Molecular subgroups were identified in gene expression data from GSE10846 by a consensus clustering algorithm. And gene set enrichment analysis, immune infiltration, and the proposed cell cycle algorithm were applied to explore the biological functions of different subtypes. Meanwhile, univariate and multivariate Cox regression analyses were used to evaluate independent prognostic factors of DLBCL. Finally, the prognostic model, including some key genes screened by Lasso regression, Random Forest algorithm, and point-biserial correlation, was constructed by an optimal classifier from seven machine learning algorithms and validated by another three external datasets (GSE34171, GSE87371, GSE31312).
Comprehensive genomic analysis of 1,143 DLBCL samples identify 2 molecularly, prognostically relevant subtypes: immune-enriched (IME) and cell-cycle-enriched (CCE). Then a new predictive model including seven key genes (SERPING1, TIMP2, NME1, DCTPP1, RFC4, POLE2, and SNRPD1) was developed with high prediction accuracy (88.6%) and strong predictive power (AUC = 0.973) based on the Support Vector Machine (SVM) algorithm in 414 patients from GSE10846. The predictive power was similar in another three testing sets (HR > 1.400, p < 0.05).
This model could evaluate survival independently with strong predictive power compared with other clinical risk factors. Our study constructed a reliable model to predict two new subtypes of DLBCL patients, which could guide the implementation of individualized treatment.
弥漫性大 B 细胞淋巴瘤(DLBCL)表现出显著的异质性,但在确定预测预后和指导临床治疗的 DLBCL 亚群方面仍未得到诊断。

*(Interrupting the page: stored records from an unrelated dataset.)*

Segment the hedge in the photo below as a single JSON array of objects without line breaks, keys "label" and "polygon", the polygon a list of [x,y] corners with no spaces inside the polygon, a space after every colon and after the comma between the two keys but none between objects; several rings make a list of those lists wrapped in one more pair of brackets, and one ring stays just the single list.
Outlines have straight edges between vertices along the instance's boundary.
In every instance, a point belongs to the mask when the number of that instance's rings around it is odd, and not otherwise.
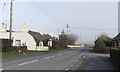
[{"label": "hedge", "polygon": [[110,59],[113,64],[120,69],[120,49],[119,48],[111,48],[110,49]]}]

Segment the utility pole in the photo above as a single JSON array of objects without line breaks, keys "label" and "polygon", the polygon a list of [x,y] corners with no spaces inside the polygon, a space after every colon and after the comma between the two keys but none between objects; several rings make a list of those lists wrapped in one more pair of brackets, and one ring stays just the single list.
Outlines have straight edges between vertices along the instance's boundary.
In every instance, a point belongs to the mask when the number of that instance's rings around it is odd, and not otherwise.
[{"label": "utility pole", "polygon": [[9,39],[12,40],[12,8],[13,8],[13,0],[10,1],[10,34]]},{"label": "utility pole", "polygon": [[66,45],[68,45],[68,28],[69,28],[69,25],[67,24],[67,41],[66,41]]},{"label": "utility pole", "polygon": [[12,46],[12,8],[13,8],[13,0],[10,1],[10,29],[9,29],[10,46]]}]

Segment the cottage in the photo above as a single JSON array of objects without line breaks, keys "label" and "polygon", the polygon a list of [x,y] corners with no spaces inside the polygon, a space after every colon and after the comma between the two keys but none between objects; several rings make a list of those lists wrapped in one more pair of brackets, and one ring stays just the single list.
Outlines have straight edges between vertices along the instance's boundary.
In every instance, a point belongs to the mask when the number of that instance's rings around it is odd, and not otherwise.
[{"label": "cottage", "polygon": [[120,47],[120,33],[112,40],[113,47]]},{"label": "cottage", "polygon": [[[9,31],[2,25],[0,27],[0,38],[9,39]],[[52,36],[50,36],[51,39]],[[12,32],[12,46],[27,46],[27,50],[32,51],[48,51],[49,47],[44,46],[43,41],[45,40],[44,35],[39,32],[30,30],[26,25],[21,27],[20,31]]]}]

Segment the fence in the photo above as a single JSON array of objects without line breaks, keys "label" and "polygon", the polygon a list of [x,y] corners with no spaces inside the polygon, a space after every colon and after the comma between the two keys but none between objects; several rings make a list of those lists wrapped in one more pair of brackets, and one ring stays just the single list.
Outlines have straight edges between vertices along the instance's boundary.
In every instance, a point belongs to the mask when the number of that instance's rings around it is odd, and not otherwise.
[{"label": "fence", "polygon": [[12,46],[11,51],[12,52],[19,52],[19,53],[27,52],[27,46]]},{"label": "fence", "polygon": [[111,48],[110,49],[110,59],[114,63],[115,66],[120,69],[120,49],[119,48]]}]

通过共识聚类算法在基因表达数据 GSE10846 中识别分子亚群。并应用基因集富集分析、免疫浸润和提出的细胞周期算法来探索不同亚型的生物学功能。同时,使用单变量和多变量 Cox 回归分析评估 DLBCL 的独立预后因素。最后,通过 7 种机器学习算法中的最优分类器构建包括通过 Lasso 回归、随机森林算法和点双列相关筛选的一些关键基因的预后模型,并通过另外三个外部数据集(GSE34171、GSE87371、GSE31312)进行验证。
对 1143 例 DLBCL 样本进行综合基因组分析,确定了 2 种具有明显预后相关性的分子亚型:免疫富集型(IME)和细胞周期富集型(CCE)。然后,基于支持向量机(SVM)算法,在 414 例来自 GSE10846 的患者中,建立了一个包含 7 个关键基因(SERPING1、TIMP2、NME1、DCTPP1、RFC4、POLE2 和 SNRPD1)的新预测模型,具有较高的预测准确性(88.6%)和强大的预测能力(AUC=0.973)。在另外三个测试集中,该预测能力具有相似性(HR>1.400,p<0.05)。
与其他临床危险因素相比,该模型可以独立评估生存情况,具有较强的预测能力。我们的研究构建了一个可靠的模型,可以预测两种新的 DLBCL 患者亚型,从而指导个体化治疗的实施。